Autor: J. P. AuBuchon
Rok vydání: 2007
Předmět:
Zdroj: ISBT Science Series. 2:253-256
ISSN: 1751-2824
1751-2816
Popis: The key to error reduction in medicine is to focus on the process being applied and not just those performing the process. As human error is inevitable, it is necessary to evaluate and re-design processes so that errors cannot happen or are reliably detected and interdicted before patient harm is the outcome.

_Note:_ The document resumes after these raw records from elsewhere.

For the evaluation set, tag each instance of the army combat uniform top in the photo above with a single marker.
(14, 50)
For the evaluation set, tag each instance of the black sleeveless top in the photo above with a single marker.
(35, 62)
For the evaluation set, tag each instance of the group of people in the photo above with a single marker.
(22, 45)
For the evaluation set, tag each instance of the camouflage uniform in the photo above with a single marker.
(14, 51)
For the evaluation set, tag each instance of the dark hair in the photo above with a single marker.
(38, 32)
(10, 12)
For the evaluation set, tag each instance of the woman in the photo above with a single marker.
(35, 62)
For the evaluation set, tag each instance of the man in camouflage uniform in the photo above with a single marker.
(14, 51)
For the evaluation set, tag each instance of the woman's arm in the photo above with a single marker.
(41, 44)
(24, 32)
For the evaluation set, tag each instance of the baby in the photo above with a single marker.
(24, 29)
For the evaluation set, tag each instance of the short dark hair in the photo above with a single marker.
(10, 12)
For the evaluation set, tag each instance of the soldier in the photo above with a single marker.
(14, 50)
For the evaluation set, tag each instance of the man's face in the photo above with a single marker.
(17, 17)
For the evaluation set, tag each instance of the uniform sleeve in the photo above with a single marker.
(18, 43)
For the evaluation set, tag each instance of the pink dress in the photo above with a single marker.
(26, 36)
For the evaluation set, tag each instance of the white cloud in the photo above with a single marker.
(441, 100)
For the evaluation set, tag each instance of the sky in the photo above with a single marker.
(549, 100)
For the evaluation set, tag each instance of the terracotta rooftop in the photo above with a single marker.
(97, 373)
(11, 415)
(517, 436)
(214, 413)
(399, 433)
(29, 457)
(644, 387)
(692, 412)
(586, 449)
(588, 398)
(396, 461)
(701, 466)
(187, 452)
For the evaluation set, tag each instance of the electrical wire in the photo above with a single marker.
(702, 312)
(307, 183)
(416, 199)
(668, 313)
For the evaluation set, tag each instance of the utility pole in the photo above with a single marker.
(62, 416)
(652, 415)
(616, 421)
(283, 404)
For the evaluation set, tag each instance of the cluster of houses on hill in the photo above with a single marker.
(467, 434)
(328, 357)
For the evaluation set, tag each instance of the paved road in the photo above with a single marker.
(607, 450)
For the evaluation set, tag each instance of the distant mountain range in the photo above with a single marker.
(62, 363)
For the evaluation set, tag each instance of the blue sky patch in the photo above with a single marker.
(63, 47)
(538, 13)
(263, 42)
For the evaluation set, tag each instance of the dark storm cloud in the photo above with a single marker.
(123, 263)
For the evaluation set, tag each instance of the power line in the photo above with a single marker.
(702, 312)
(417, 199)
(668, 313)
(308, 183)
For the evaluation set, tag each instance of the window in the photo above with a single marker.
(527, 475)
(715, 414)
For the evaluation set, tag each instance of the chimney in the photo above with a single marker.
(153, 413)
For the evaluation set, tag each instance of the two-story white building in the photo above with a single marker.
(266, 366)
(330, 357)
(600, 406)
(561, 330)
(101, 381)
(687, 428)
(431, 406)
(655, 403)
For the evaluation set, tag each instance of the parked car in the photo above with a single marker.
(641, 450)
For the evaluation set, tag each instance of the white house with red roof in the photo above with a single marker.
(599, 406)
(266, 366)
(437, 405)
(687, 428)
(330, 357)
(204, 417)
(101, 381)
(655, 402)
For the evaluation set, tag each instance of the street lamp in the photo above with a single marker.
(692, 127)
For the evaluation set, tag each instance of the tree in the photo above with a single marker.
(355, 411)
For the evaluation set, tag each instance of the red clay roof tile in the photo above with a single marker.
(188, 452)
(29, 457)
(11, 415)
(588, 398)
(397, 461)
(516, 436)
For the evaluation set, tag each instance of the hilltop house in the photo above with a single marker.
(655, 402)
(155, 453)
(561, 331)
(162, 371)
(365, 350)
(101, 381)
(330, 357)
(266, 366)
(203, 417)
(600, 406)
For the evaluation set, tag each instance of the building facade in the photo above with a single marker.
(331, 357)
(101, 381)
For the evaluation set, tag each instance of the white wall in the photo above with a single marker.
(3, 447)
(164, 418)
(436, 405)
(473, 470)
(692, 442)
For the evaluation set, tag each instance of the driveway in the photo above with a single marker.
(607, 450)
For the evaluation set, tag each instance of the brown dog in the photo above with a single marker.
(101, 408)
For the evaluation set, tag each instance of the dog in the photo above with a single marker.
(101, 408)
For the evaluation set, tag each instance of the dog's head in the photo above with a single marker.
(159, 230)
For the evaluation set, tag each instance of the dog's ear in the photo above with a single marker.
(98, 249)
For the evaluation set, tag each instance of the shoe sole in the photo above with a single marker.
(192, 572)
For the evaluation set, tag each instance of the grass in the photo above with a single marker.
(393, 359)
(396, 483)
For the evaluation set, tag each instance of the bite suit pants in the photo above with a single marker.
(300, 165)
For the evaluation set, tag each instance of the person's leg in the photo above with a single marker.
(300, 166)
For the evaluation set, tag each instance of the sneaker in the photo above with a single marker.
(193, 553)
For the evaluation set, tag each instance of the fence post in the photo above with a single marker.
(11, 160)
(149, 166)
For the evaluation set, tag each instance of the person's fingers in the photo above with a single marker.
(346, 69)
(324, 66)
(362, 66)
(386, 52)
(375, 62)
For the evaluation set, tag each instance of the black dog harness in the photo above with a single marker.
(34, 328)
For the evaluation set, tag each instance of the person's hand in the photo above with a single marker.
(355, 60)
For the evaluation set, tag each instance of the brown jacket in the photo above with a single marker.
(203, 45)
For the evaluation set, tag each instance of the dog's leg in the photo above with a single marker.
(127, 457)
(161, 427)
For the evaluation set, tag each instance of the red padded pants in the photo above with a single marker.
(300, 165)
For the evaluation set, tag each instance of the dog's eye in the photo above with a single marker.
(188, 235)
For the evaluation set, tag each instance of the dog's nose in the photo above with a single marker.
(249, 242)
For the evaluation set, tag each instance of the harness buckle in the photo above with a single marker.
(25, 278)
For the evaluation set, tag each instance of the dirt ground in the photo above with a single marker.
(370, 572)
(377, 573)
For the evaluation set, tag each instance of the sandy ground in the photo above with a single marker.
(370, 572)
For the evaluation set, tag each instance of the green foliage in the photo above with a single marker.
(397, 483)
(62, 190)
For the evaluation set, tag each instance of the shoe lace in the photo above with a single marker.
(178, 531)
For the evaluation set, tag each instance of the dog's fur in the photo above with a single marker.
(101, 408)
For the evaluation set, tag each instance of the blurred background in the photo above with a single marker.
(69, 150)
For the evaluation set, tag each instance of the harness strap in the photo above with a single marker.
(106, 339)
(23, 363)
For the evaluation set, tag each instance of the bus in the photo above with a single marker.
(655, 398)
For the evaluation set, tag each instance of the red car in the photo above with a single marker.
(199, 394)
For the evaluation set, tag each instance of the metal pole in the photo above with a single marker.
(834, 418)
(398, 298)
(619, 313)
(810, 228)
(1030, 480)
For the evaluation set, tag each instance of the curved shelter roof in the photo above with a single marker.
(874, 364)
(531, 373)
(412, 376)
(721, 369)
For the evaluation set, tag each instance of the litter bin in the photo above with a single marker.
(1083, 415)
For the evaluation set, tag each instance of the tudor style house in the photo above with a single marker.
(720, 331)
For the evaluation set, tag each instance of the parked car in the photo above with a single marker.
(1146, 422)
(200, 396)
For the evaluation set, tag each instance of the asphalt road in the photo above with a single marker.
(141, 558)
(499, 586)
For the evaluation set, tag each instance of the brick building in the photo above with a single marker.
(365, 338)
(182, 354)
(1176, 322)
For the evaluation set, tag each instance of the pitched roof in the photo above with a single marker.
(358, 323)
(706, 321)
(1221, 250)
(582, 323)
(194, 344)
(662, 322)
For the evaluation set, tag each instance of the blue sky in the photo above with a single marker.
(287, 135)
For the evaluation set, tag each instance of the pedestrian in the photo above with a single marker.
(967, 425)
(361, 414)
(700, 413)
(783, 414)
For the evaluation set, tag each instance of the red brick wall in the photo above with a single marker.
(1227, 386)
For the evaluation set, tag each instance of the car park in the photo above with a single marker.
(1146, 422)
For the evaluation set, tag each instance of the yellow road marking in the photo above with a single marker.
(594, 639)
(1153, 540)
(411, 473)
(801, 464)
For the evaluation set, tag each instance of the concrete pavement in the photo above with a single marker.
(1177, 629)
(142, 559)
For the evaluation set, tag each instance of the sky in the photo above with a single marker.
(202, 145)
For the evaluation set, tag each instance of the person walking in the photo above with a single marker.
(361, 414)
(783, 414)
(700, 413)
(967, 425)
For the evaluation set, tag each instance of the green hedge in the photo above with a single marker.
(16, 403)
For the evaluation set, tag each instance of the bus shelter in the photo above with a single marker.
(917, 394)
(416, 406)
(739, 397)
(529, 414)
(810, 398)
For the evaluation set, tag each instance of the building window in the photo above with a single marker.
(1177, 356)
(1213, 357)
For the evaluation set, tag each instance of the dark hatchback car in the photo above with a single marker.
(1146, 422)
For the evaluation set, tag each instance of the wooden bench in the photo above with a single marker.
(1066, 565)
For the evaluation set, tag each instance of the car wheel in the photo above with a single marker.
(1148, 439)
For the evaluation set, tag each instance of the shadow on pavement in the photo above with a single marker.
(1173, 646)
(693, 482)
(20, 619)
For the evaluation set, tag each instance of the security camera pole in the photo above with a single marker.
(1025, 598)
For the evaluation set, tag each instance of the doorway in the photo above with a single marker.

One tool that is useful to ensure that a process has been completed correctly is a ‘process control’, a step in a process the successful completion of which ensures that all preceding critical steps have been accomplished successfully. (An example from immunohematology is the use of ‘check cells’.) To reduce the risk of mistransfusion, for example, process controls can be applied by using bedside systems that apply to the patient's bar-coded identification to the label of a pretransfusion testing sample or by using a mechanical barrier system to ensure that the person who gave that sample is the one receiving the transfusion. Other approaches include the use of remote-release refrigeration systems or the use of only Group O red cells for transfusion until the patient's ABO group has been confirmed on a second sample. Applying techniques like this would significantly reduce the ongoing – but avoidable – catastrophes of acute hemolytic transfusion reactions.